To be clear, I am reading every single reply to this thread very carefully. We *will* be taking all of this feedback into consideration, but please understand that we're also trying to balance things. As Neal noted upthread, we do have a responsibility to our downstream to make sure that we do not break the ability to manage default streams. This becomes much more difficult if we cannot have them in Fedora, because the testing of them is lost. Additionally, no one on the WG disagrees with you that the current state of things is undesirable. I take a moderate amount of offense to the repeated insinuations that the solutions we are building are "hacks". Yes, there's a proposal to work around the upgrade issue to F31 that is absolutely a one-off hack to buy time. But our plans for how upgrades should work long-term as well as how defaults need to behave in the distro are being considered very carefully. We are trying to avoid breakage and to make the process simpler, but we are also shoring up the bridge while crossing it.

We are absolutely considering the option of disallowing default streams in Fedora, but we *really* don't want to rush into that. For one thing, we do have a number of packages that have moved to modules-only that would have to convert back. For some projects, this is probably just an annoyance, but for others this may be a major impediment. In particular, one of the advantages of Modularity is the ability to have buildroot-only packages that are different from the base operating system (and don't end up delivered as artifacts from the module). There are likely modules out there that rely on this behavior because their build requires a newer or older version of some package than the non-modular buildroot provides. This is not the sole problem to address if we go the "no defaults" route, just the first that came to mind. It's unclear to me right now if forcing everyone back to the old behavior is less effort than fixing the remaining Modularity issues. And since we need to fix them for RHEL as well anyway, it's worth considering carefully if the added work is worthwhile.
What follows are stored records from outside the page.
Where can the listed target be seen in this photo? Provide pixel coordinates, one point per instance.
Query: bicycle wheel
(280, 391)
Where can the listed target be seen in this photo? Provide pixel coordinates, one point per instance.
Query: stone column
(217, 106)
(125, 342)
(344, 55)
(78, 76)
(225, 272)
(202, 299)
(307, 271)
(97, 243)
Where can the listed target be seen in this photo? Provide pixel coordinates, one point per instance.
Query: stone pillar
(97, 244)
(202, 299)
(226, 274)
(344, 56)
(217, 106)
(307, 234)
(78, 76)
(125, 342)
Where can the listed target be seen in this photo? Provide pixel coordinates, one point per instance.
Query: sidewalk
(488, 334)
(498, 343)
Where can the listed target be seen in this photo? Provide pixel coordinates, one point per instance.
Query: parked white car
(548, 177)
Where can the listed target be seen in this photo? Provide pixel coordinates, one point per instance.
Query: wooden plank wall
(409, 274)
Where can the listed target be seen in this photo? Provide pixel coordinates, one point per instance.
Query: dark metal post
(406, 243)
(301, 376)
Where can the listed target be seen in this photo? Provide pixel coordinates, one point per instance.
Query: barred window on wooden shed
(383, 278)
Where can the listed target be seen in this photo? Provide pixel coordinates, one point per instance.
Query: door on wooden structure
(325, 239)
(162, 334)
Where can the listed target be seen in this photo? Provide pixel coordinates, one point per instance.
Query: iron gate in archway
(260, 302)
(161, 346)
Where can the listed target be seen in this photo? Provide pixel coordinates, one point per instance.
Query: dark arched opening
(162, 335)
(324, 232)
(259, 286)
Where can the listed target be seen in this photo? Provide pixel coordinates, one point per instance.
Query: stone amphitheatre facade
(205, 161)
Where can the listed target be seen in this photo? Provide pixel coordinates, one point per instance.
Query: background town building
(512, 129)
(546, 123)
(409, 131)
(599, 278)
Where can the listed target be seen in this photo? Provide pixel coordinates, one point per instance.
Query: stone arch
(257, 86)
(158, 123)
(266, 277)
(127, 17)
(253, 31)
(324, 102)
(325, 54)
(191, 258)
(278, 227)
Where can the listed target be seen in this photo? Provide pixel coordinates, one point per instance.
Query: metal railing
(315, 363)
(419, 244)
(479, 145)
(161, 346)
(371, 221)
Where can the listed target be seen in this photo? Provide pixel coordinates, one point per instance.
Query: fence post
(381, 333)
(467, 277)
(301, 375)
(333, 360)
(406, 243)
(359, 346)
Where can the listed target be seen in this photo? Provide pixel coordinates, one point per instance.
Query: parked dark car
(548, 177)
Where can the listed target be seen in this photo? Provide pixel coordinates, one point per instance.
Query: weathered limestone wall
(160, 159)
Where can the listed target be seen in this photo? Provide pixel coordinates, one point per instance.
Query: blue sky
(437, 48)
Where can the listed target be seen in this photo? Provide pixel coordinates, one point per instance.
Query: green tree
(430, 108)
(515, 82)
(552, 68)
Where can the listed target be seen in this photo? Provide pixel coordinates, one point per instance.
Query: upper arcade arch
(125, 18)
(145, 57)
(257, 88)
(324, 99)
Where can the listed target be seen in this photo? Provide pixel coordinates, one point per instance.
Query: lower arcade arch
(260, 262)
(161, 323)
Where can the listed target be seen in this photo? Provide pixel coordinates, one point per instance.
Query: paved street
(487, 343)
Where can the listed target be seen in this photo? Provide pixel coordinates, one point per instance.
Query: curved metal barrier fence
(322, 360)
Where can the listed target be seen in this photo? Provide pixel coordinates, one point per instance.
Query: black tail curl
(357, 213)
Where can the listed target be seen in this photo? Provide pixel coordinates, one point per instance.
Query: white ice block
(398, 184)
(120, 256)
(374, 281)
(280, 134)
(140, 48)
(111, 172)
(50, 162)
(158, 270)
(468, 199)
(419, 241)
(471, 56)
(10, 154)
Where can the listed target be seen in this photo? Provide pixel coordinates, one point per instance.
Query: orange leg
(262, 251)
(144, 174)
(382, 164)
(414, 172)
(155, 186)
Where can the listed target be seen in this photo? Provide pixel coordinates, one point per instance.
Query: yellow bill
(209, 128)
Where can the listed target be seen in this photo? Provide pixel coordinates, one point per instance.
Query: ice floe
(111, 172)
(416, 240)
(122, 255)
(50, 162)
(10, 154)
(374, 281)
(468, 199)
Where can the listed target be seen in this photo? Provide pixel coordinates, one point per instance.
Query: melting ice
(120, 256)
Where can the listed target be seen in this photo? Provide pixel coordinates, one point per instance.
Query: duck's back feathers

I'm wary of assuming that this thread represents the whole of Fedoran opinions, however. As we all know, it's generally the set of people who are upset that speak up the loudest. I'm not discounting your concerns (far from it!), but if we only base development decisions on "make sure no one is upset about it", we'd never accomplish anything new at all. This is why when I've been sending out these emails to discuss ideas, I've been trying to carefully describe both the use-cases and the technical limitations (both intrinsic to the design and those that are the result of imperfect implementation) each time. It's somewhat disheartening to hear responses that largely boil down to "If you can't get it perfectly right, stop trying!".